A pesar de tan prolijos cuidados, la flaca salud de Consuelito Mendoza
no mejoraba; el diablillo inapresable de la neurosis mordía sus nervios;
sus risas y sus lágrimas sucedíanse caprichosa e inesperadamente, como
las grupadas en los días vernales o de otoño.
Una tarde, después de almorzar, el matrimonio pasó al gabinete a tomar
el café. Era aquella una habitación cuadrangular, ricamente alfombrada.
Sandoval arrimó su butaca a la chimenea, cruzó una pierna sobre otra y
encendió un tabaco.
--Acércame el café, niña, ya que estás ahí--dijo con su tono cariñoso
habitual.
Ella apresuróse a obedecerle trayendo un velador con dos tazas. Alfonso
cogió la suya y bebió un sorbo.
--¡Uy, qué rico está!--dijo.
Aquel era uno de sus mayores caprichos; el de fumar y beber café al amor
de la lumbre, sin discurrir nada serio, abandonándose a una pereza
enervante. Entonces reconocíase completamente feliz; el adormecedor
aroma del tabaco, el humo que caracoleaba alrededor de sus dedos y
luego subía en líneas sinuosas girando sobre sí mismo en caprichosas
espirales por el ambiente tibio, el sonsonete continuo de la lluvia y el
cálido chisporroteo de la madera quemada inspirábanle un placer
tranquilo, soporífero, paradisíaco.
Consuelo, sentada delante de él sobre el brazo de una butaca, le
contemplaba silenciosa, cubriéndole bajo una mirada de amor: tenía el
pelo graciosamente recogido, un pañuelo rojo de seda ceñía su cuello
mórbido y blanco; el vestido negro realzaba los contornos ondulantes,
exquisitamente pomposos, de su cuerpo; cuerpo juvenil, de carnes frías y
apretadas. Su frente pequeña, sus ojos grandes, la afilada nariz y el
tinte pálido del semblante y de los labios, daban a su fisonomía la
expresión dulce de esos retratos de mujeres hebreas que publican las
revistas ilustradas...
De pronto Sandoval miró su reloj; eran las tres, la hora de ir al Casino
para desentumecerse haciendo gimnasia o tirando al florete.

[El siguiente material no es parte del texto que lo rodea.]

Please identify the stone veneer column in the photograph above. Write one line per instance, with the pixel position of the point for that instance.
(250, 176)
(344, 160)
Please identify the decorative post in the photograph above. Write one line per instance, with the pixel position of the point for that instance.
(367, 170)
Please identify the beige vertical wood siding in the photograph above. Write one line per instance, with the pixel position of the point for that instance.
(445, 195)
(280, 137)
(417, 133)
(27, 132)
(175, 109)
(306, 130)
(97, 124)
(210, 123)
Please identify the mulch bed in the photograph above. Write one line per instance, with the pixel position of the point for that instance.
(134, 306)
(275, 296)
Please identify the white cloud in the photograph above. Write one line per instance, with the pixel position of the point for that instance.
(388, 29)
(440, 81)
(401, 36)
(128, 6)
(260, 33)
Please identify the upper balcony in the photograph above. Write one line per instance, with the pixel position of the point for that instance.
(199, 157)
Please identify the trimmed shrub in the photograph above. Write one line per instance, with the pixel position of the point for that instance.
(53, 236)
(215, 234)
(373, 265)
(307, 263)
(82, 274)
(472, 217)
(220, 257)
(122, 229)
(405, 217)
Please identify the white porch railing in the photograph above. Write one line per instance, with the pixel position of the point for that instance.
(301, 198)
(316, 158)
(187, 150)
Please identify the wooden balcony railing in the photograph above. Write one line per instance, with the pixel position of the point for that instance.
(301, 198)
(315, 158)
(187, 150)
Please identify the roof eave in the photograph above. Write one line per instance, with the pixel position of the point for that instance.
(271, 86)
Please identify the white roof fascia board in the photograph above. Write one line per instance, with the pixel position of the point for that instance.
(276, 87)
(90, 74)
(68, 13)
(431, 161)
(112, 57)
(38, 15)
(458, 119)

--¿Te vas?--preguntó Consuelo.
Alfonso repuso indeciso:
--Psch... ¿Llueve mucho?
Ella corrió al balcón y levantando los visillos:
--¡Qué atrocidad--dijo--, no se ve a cuatro metros! ¡Qué modo de caer
agua!... En toda la Puerta del Sol hay dos personas. Pero, chico, si los
tranvías parecen submarinos y los pobrecitos caballos tienen un canalón
en cada oreja...
Dejó caer la sutil cortinilla y fué a sentarse sobre las rodillas de
Sandoval.
--¿Conque, vas a salir?
--¡Diantre... no sé!...
Consuelo sintió uno de aquellos vehementes arrebatos mimosos que la
transfiguraban en otra mujer.
--Bien mío, no salgas, complace esta vez a tu mujercita. El tiempo es
malo, llegas al Casino mojado de pies a cabeza, manchado de barro,
tiritando de frío... ¿y para qué? Para ganar o perder una partida de
tresillo: mientras que aquí estás abrigadito, con los pies calientes y,
sobre todo, junto a mí, que te adoro. Verás: jugaremos al tute, al
ajedrez, me contarás cuentos... ¿verdad que sí? ¡Concho, hijo, cuánto
tardas en responder!... Di, ¿te quedas?... ¿Eh?... ¿Te quedas?...

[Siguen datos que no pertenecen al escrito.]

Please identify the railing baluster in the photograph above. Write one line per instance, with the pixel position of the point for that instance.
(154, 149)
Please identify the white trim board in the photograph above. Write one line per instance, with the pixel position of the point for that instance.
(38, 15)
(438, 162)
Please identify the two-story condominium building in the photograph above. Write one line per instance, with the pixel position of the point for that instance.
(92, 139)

Realmente Sandoval ya estaba decidido a quedarse, pero no quiso rendirse
tan pronto.
--Acceder a esto--dijo--no es cuestión de cariño, porque las pequeñeces
no merecen tenerse en cuenta. Lo que te quiero lo sabrás algún día, si
llega el caso. Yo me quedaría, ¡pero eso de no ir al Casino, ni un
ratito siquiera, es horrible!... La vida de Círculo llega a ser para
ciertos hombres, para mí, verbigracia, una segunda naturaleza.

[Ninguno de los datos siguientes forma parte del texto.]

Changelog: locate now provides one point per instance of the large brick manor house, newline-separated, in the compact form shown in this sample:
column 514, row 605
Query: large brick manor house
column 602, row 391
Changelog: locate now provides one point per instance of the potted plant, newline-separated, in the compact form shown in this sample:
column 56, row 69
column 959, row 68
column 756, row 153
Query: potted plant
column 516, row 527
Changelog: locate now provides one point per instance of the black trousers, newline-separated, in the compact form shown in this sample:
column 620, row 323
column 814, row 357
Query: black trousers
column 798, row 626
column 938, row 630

Consuelo hizo un gesto impaciente.
--¡Qué Casino ni qué concho! Siempre estás mortificándome; es lo
primero que te pido y luego...
--Digo esto--agregó él complaciéndose en verla apurada--, porque
prescindir del Casino equivale a renunciar a la tertulia de mis amigos,
al riquísimo café que allí se bebe, a la sonrisa del criado que está en
el guardarropa y me ayuda a quitarme el gabán, a los asaltos que riñen
los aficionados en la sala de armas... y a otra multitud de atractivos;
¡celebraría que las mujeres tuvieran también sus círculos para que
apreciases cuánto vale todo esto!... Pero el hombre es débil, y
Hércules, hilando a los pies de Onfala, es el ejemplo que mejor
demuestra cuán grandes son el imperio y poderío que las faldas tienen
sobre los pantalones; por eso yo, que te quiero tanto o más que Hércules
a Onfala, también me rindo a tus súplicas, bribonzuela, y con tal de
verte alegre renuncio a todo y... ¡me quedo!
Ella, enajenada de gozo y no sabiendo cómo demostrar su regocijo,
acomodóse en el suelo entre las piernas de él, los brazos apoyados sobre
sus rodillas, besándole las manos. Alfonso sonreía satisfecho,
acariciando aquella frente preciosa cubierta de abundantes cabellos
negros que ponían a su cara un marco de azabache. Luego estuvieron
contemplándose, dictando con sus miradas un idilio mudo.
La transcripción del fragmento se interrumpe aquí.